Klimapolitik: EU will weiter Mikado spielen - Bundesregierung muss Zick-Zack-Kurs beenden

11. Juni 2010 | Pressemitteilungen Bundespolitik | 
Zur heute vorgestellten Klimaschutzstrategie der EU-Kommission erklärt Dr. Hermann Ott, Sprecher für Klimapolitik: Es wäre ein weiteres klimapolitisches Armutszeugnis, wenn die EU ihr CO2-Reduktionsziel für 2020 nicht auf 30 Prozent erhöhen wollte. Spätestens seit dem gescheiterten Gipfel von Kopenhagen ist klar, dass Mikado-Spiele - wer sich zuerst bewegt, hat verloren - scheitern müssen.

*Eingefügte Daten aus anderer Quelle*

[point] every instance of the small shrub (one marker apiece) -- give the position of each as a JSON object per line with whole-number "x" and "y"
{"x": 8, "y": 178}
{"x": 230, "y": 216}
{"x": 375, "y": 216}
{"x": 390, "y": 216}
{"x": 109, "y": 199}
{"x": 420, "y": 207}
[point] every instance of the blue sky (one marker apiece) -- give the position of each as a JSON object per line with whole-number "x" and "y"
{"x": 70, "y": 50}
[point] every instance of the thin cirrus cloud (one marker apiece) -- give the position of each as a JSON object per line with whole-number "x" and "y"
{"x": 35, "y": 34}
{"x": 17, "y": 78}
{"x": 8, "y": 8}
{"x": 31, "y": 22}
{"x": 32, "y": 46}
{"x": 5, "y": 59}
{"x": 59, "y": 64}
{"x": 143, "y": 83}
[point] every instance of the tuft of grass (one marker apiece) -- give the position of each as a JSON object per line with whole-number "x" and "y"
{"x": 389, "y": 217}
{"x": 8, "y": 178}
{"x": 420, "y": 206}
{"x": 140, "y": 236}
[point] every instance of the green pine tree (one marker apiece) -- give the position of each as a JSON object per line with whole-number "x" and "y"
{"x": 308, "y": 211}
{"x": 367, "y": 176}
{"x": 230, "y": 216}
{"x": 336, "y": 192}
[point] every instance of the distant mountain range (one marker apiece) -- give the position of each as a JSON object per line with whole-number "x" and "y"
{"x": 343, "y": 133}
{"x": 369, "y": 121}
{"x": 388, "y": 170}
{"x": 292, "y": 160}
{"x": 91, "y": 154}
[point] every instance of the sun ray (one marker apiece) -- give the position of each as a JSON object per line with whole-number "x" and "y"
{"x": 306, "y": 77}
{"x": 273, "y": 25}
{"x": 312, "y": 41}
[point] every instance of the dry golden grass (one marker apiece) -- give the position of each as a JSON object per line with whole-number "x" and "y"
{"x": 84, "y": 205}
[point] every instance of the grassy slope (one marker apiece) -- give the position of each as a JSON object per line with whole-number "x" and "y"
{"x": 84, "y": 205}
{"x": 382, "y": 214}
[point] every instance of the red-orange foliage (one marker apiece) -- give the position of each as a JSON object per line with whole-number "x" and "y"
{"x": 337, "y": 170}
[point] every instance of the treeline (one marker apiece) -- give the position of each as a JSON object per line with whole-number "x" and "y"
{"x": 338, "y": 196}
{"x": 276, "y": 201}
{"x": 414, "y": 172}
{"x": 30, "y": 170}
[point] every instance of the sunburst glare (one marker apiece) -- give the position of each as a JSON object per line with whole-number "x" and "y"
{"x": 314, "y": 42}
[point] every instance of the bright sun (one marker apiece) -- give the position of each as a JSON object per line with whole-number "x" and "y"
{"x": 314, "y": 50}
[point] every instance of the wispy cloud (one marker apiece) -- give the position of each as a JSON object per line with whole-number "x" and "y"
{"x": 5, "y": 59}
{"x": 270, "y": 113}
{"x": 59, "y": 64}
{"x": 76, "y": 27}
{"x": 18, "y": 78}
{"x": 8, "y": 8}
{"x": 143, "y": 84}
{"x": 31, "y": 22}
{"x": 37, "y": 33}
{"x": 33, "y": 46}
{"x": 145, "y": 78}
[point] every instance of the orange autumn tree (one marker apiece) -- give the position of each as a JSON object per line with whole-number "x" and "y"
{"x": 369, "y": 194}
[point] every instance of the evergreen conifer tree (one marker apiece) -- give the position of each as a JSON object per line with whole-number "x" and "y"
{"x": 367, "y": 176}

Die anhaltende Diskussion um eine Erhöhung des Reduktionszieles macht deutlich, dass der Einfluss der Vertreter und Lobbyisten alter fossiler Strukturen in den EU-Gremien gefährlich groß ist.


Die heute vorgestellte Studie der EU-Kommission bietet keine Argumente für eine Verzögerung: Dort heißt es, wegen der Wirtschaftskrise seien die Kosten zum Erreichen des 30-Prozent-Zieles ein Drittel niedriger als angenommen. Die energiebedingten Emissionen in Europa sind 2008 um sechs Prozent und 2009 noch einmal um 11,6 Prozent gefallen. Zudem sei es ein Wettbewerbsvorteil für die europäische Industrie, die Umstellung auf CO2-armes Wirtschaften so früh wie möglich in Angriff zu nehmen. Andererseits fallen die mittel- und langfristigen Kosten umso höher aus, je länger man sich Zeit lässt mit der ernsthaften Bekämpfung des Klimawandels. Auch dies besagt die Studie.


Die Stoßrichtung eines Beharrens auf dem 20-Prozent-Ziel ist klar - keine "Belastung" der alten Industrien: Sollten die EU-Ziele nicht angepasst werden, so bräuchte die europäische Energie- und Industriebranche bis 2017 überhaupt keine Emissionsminderungen vorzunehmen. So wird aus dem Klimaschutzinstrument Emissionshandel ein Schutzinstrument für alte, fossile Industrien.


Offenbar hat man auch aus dem Scheitern der Verhandlungen von Kopenhagen nichts gelernt. Eine Erhöhung auf 30 Prozent würde erheblich zur Vertrauensbildung vor den anstehenden Klimaverhandlungen beitragen. Vor allem die Entwicklungsländer zweifeln an der Aufrichtigkeit der Industriestaaten, den Klimawandel ernsthaft zu bekämpfen. Mit dem möglichen Verzicht auf die Erhöhung läuft die EU Gefahr, in den kommenden Verhandlungen überhaupt keine Rolle mehr zu spielen.


Von der vermeintlichen "Klimakanzlerin" Merkel hört man in dieser Frage nur Schweigen, stattdessen fordert Wirtschaftsminister Brüderle eine Pause beim Klimaschutz. Ein offener Affront gegen Umweltminister Röttgen, der am gleichen Tag bekräftigt, er wolle eine Erhöhung des EU-Reduktionszieles auf 30 Prozent. Wir fordern die Bundesregierung auf, endlich mit diesem Zick-Zack Kurs aufzuhören und sich in der EU nachhaltig für eine Erhöhung des Reduktionszieles einzusetzen.


Gerade Deutschland und auch die EU insgesamt besitzen die Möglichkeit, mit Hochtechnologie Weltmarktführer beim Klimaschutz zu werden. Dazu sind jedoch anspruchsvolle Ziele und Maßnahmen erforderlich. Mit der Forderung nach einer Pause beim Klimaschutz, wird Klimaschutz und Wirtschaft ein Bärendienst erwiesen.